Un «risultato straordinario». Sì, l’aplomb. Sì, il tentativo di tenere un profilo istituzionale. Sì, la ricerca di un comportamento non sopra le righe. Ma come negare l’evidenza di una vittoria che è sotto gli occhi di tutti e che «noi del Pd ricorderemo a lungo»? Matteo Renzi non nasconde la soddisfazione. E convoca i giornalisti nella sala stampa di Palazzo Chigi, per dire loro che, nel derby tra «la paura» instillata dal populismo grillino e la «speranza» su cui hanno insistito i democrat, «ha vinto la seconda». E ora? «Ora l’Italia c’è e dobbiamo abbassare i toni e alzare le ambizioni». Incalza il premier: «In Italia, viene a cadere ogni alibi per non fare le riforme. Da qui al 2018, tanto durerà la legislatura o comunque Renzi esclude il ricorso alle elezioni anticipate anche se gli converrebbero, sarà ancora «rottamazione» e saranno riforme. Mentre all’Europa «è arrivato il messaggio forte e chiaro che così non va bene e anche la Merkel lo sa. Dovremo aprire a politiche di crescita con un’operazione keynesiana in 5 anni: più di 150 miliardi di euro da spendere in opere pubbliche e politica industriale», annuncia in serata a “Porta a porta”..
INCLUSIVITA’ 

Matteo l’inclusivo: questo il format del giorno dopo.
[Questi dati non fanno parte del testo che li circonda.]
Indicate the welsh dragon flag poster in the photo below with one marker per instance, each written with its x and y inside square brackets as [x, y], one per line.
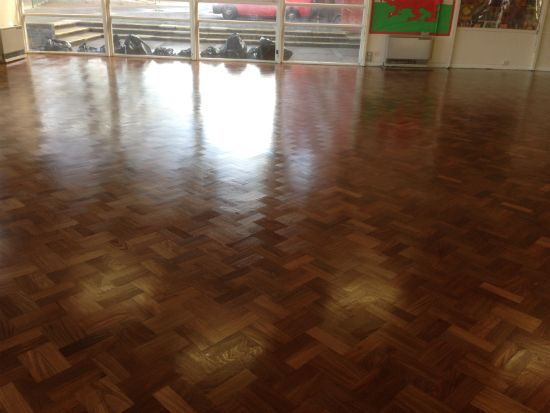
[412, 16]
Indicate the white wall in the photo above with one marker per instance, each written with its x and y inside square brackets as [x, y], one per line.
[8, 13]
[440, 54]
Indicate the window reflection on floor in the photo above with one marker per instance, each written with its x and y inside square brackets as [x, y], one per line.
[238, 111]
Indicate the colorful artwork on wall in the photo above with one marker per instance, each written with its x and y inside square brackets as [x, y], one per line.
[412, 16]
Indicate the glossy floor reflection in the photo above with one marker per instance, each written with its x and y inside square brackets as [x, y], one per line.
[251, 238]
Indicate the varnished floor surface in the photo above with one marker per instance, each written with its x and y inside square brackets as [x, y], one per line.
[231, 238]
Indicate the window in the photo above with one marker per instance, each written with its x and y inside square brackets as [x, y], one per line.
[501, 14]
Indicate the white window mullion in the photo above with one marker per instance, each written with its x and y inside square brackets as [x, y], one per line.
[280, 32]
[365, 33]
[194, 35]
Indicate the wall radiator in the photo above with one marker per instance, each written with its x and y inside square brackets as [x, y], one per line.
[408, 50]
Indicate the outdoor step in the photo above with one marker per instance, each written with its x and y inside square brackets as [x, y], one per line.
[161, 29]
[290, 41]
[70, 31]
[63, 24]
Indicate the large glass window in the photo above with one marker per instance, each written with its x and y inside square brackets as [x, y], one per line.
[151, 8]
[501, 14]
[151, 27]
[309, 30]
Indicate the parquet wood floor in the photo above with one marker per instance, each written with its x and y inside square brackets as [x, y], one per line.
[181, 237]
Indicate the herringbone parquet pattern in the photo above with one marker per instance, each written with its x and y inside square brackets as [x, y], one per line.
[229, 238]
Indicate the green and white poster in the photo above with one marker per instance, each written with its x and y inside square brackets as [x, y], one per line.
[412, 16]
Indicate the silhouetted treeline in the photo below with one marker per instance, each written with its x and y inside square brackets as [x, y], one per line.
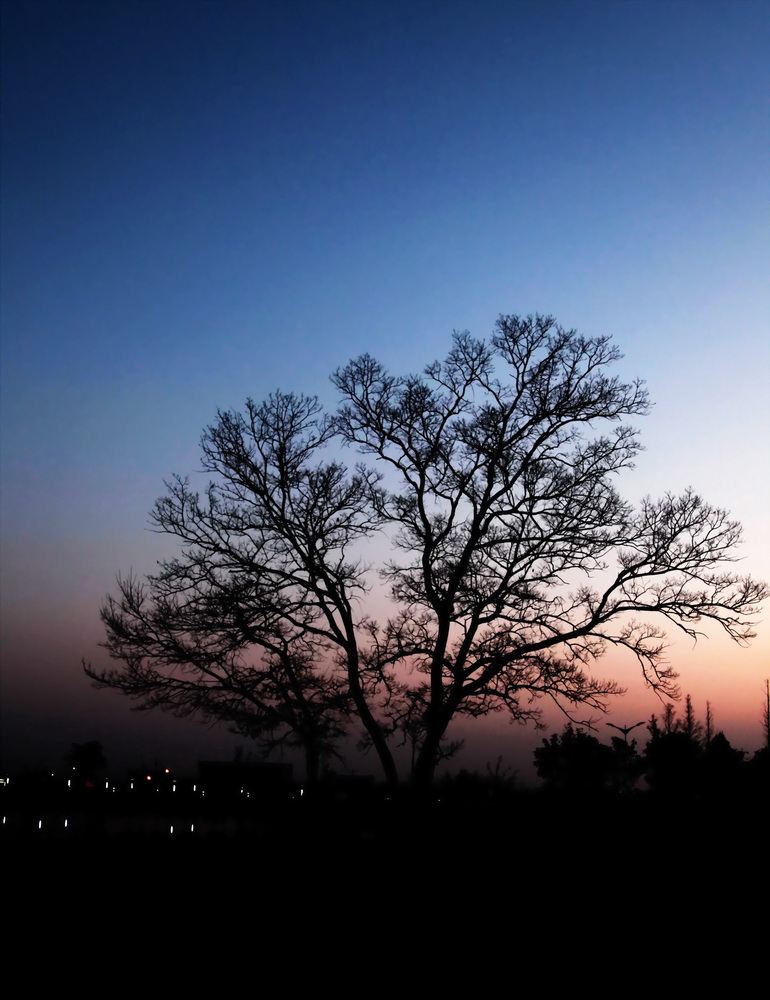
[682, 758]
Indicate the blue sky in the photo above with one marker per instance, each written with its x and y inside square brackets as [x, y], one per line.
[205, 201]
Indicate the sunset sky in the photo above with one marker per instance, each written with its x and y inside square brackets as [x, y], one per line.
[206, 200]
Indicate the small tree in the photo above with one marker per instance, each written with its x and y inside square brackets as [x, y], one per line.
[495, 485]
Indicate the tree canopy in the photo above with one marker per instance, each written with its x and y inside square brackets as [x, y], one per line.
[492, 476]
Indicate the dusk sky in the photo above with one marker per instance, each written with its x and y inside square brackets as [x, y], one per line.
[206, 200]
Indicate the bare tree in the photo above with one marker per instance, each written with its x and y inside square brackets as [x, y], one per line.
[515, 566]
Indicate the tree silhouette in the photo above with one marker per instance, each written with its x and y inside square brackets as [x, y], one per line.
[491, 479]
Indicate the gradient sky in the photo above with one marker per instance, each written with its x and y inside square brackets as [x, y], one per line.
[205, 200]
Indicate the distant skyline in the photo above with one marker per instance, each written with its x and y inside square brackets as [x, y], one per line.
[206, 200]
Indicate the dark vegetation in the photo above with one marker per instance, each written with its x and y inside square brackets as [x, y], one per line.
[515, 563]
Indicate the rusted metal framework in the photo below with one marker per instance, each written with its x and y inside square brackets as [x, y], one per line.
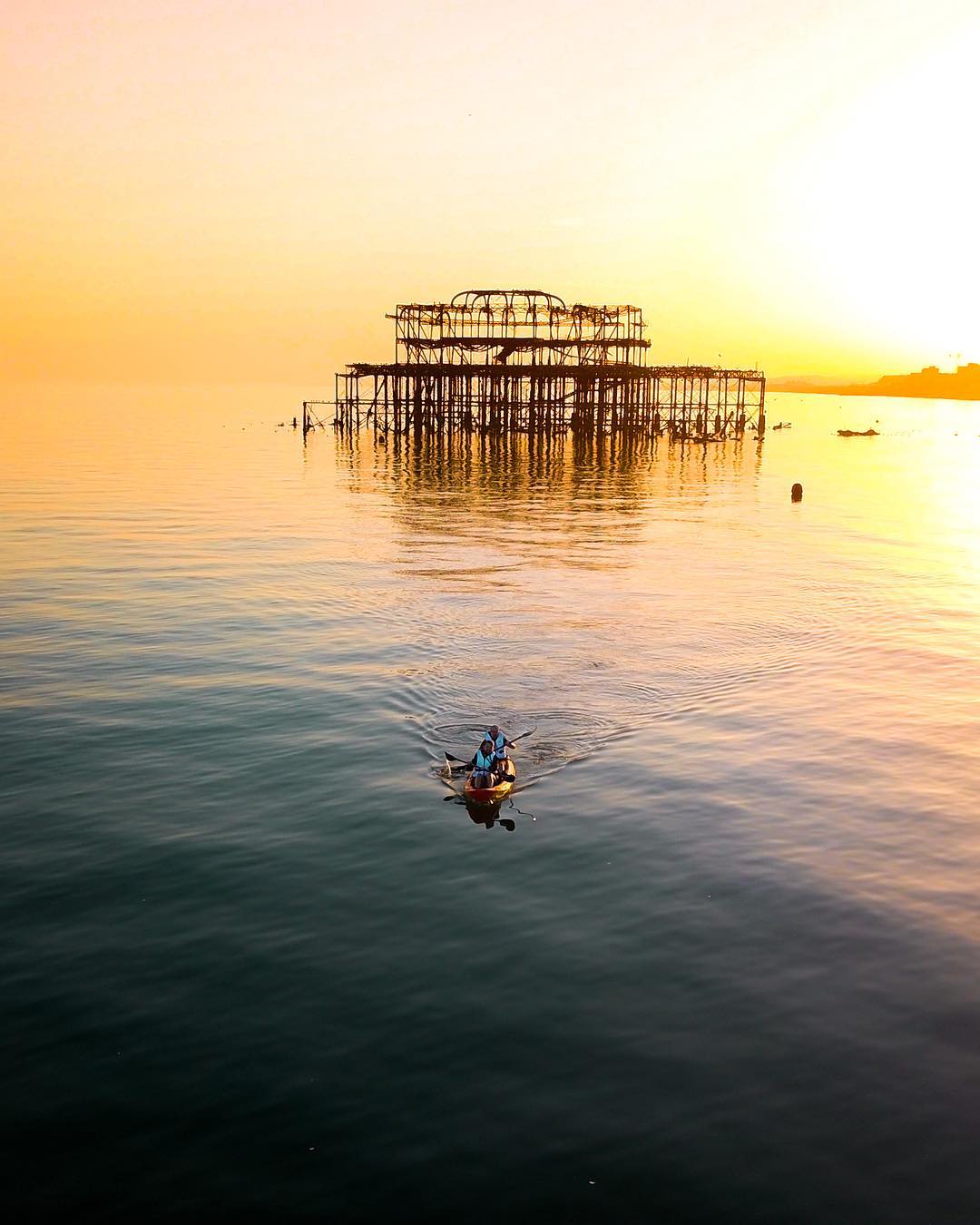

Ai berlusconiani e ai grillini, il vincitore chiede di collaborare alle riforme. Di sedersi al tavolo insieme a lui, perché avverte la «straordinaria responsabilità di agire subito tutti insieme per cambiare il Paese». Aperturista Matteo. E forse già di nuovo in campagna elettorale, anche se esclude le elezioni anticipate, quando dice: «Il mio orizzonte è il 2018. Io ho il massimo rispetto per tutti quelli che non votano per noi. Non mi appartiene affatto quel senso di superiorità che la nostra parte politica ha spesso nutrito». Questo tipo di impostazione gli ha permesso di attirare sul Pd due milioni e mezzo di voti in più e continuando ad accarezzare i votanti grillini e berlusconiani si vede a occhio nudo che li sta tentando. E quasi mai Matteo usa la parola «io» in questa prima uscita post-trionfo. Anzi, ci tiene a sottolineare la pluralità del successo, anche per attirare a sé quella minoranza democrat che non ha più la forza di opporglisi. «Non considero questo risultato – avverte Renzi – la legittimazione personale. Ha vinto una squadra. Ma se le cose non andranno la colpa sarà solo mia. La responsabilità è forte, non potrò sbagliare un colpo». Segue il solito inno alla velocità: «Messaggio degli italiani ricevuto, ora accelero su tutto».